Ich zuckte zusammen. »Das ist eine wirklich erbärmliche Masche!«

»Sie muss ja auch nur einmal funktionieren.« Erneut hielt er mir seine Hand hin.

Ich fädelte die Finger zwischen seine, vom Charme seines Lächelns überzeugt. Jegliche Bedenken, was mein Bruder davon halten würde, waren durch die Berührung seiner Hand wie weggefegt. »Also, nur mal so von einem Boss zum anderen«, sagte ich und folgte ihm in die Mitte des Raumes. »Du solltest eigentlich wissen, dass es schlecht fürs Geschäft ist, seine Kunden rauszuschmeißen.«

Er zog mich ganz nah zu sich heran, während er die andere Hand um meine Taille schlang. Und auch wenn er sich wie ein wahrer Gentleman verhielt, hatte die Art, wie sich diese Hand auf meinen Körper legte, etwas beinahe Verruchtes an sich und verführte meine Fantasie dazu, verbotene Bilder heraufzubeschwören.
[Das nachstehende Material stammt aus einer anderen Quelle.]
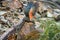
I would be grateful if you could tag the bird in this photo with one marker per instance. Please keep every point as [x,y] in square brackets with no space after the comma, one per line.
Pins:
[30,10]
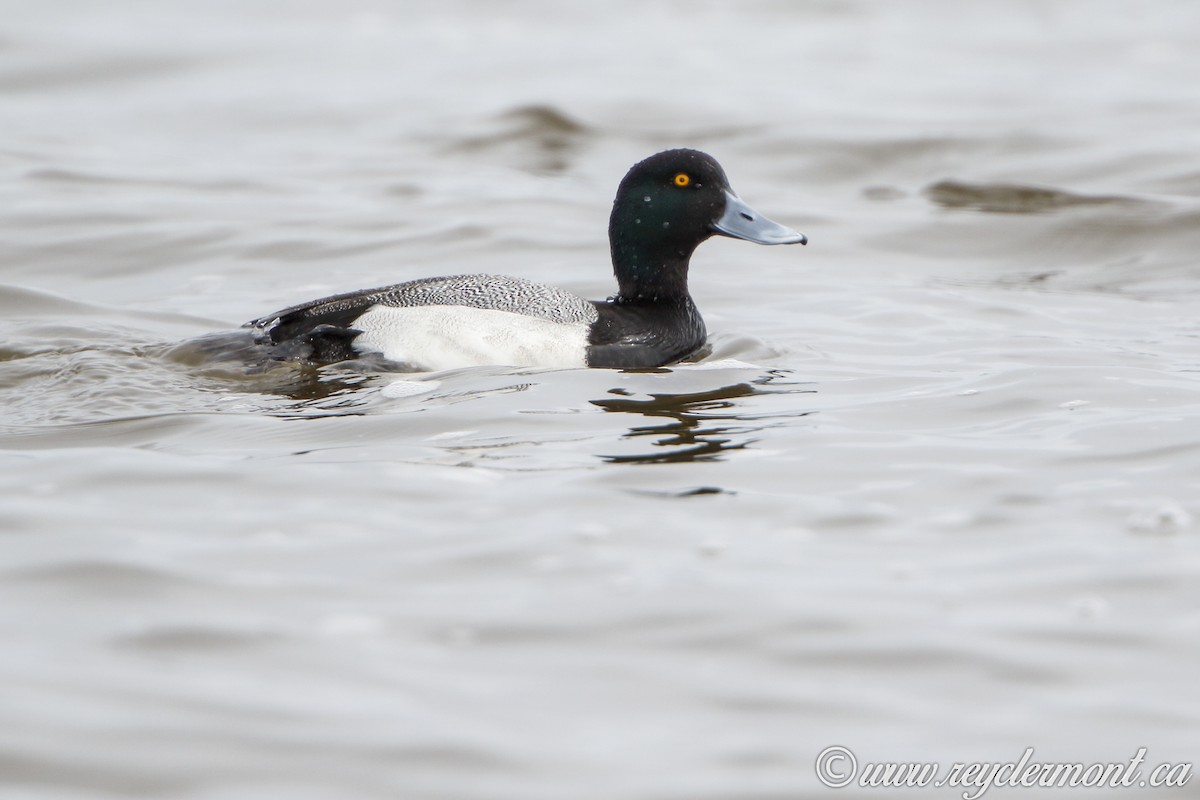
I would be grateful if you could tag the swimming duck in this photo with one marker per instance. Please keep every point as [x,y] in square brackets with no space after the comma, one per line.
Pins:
[666,205]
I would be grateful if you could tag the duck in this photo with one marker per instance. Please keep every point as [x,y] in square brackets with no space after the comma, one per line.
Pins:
[666,205]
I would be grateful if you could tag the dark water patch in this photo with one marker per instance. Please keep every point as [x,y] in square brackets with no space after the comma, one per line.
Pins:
[538,138]
[696,426]
[888,158]
[196,638]
[1014,198]
[102,578]
[690,492]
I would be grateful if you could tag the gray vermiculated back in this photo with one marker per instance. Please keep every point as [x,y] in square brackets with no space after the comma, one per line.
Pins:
[491,292]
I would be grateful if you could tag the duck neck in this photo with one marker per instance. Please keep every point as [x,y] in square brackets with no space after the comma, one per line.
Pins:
[649,274]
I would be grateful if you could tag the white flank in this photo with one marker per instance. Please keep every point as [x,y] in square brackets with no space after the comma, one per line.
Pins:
[448,337]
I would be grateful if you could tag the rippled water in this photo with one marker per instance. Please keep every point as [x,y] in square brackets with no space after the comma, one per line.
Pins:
[931,495]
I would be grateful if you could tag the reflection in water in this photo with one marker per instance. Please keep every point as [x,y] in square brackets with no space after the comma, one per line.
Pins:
[699,426]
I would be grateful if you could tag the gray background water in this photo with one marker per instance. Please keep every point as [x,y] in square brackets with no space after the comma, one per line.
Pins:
[933,495]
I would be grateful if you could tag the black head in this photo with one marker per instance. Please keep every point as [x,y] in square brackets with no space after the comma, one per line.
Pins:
[665,208]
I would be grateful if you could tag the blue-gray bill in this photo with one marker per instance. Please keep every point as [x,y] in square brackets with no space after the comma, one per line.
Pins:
[743,222]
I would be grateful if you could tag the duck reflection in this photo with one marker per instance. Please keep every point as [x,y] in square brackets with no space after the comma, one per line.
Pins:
[697,426]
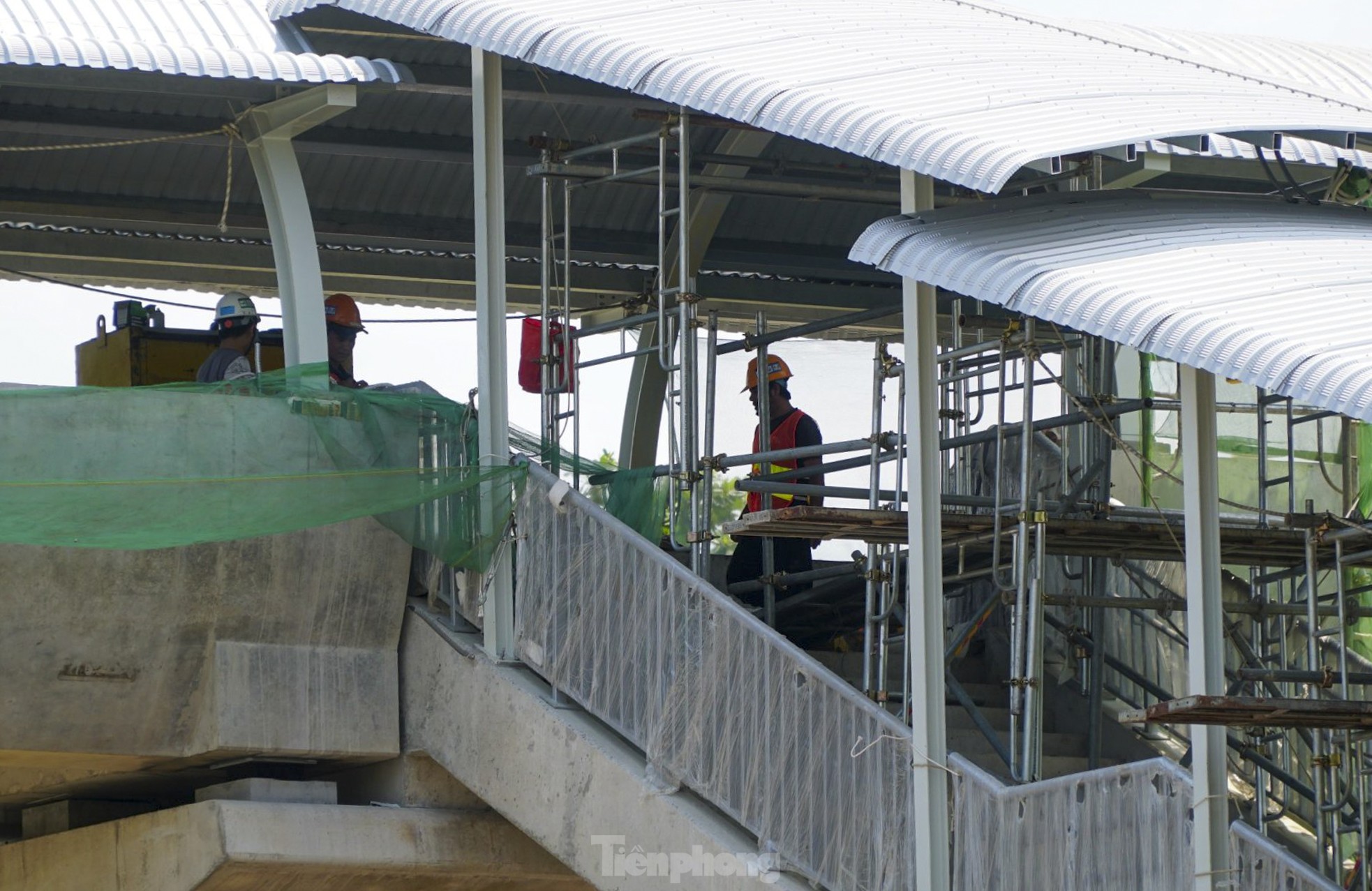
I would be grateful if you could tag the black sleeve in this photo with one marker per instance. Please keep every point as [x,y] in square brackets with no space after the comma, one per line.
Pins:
[807,433]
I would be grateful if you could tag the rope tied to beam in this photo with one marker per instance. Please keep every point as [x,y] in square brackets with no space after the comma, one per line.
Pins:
[230,130]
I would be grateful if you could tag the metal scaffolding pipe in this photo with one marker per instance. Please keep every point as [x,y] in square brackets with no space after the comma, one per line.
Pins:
[1113,410]
[788,579]
[754,342]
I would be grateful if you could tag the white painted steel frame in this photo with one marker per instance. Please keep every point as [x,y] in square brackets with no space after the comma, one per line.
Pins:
[1205,624]
[268,132]
[925,602]
[493,420]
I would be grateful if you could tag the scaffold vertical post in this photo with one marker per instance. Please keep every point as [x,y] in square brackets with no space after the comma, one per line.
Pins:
[493,421]
[1205,622]
[925,602]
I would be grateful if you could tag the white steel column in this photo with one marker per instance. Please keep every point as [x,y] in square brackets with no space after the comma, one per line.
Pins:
[493,420]
[1205,624]
[924,604]
[268,132]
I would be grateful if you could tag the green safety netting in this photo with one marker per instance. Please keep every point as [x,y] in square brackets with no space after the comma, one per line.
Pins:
[634,497]
[184,464]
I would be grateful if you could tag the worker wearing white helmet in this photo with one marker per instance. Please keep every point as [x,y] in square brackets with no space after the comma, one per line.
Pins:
[235,322]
»Verteilst du beim Flirten immer unaufgefordert geschäftliche Ratschläge?«

»Ungefähr genauso oft, wie du deine Kneipe für irgendwelche Frauen räumen lässt.« Ich ließ meine gespreizten Finger über die sanfte Wölbung seiner Brustmuskeln bis zu seinem Hals hinaufgleiten. Spürte seinen Atem, als er ein Seufzen ausstieß und mich ganz sanft mit der Hand auf meiner Hüfte näher zu sich heranschob, bis meine Brust nur noch einen Hauch von seiner entfernt war.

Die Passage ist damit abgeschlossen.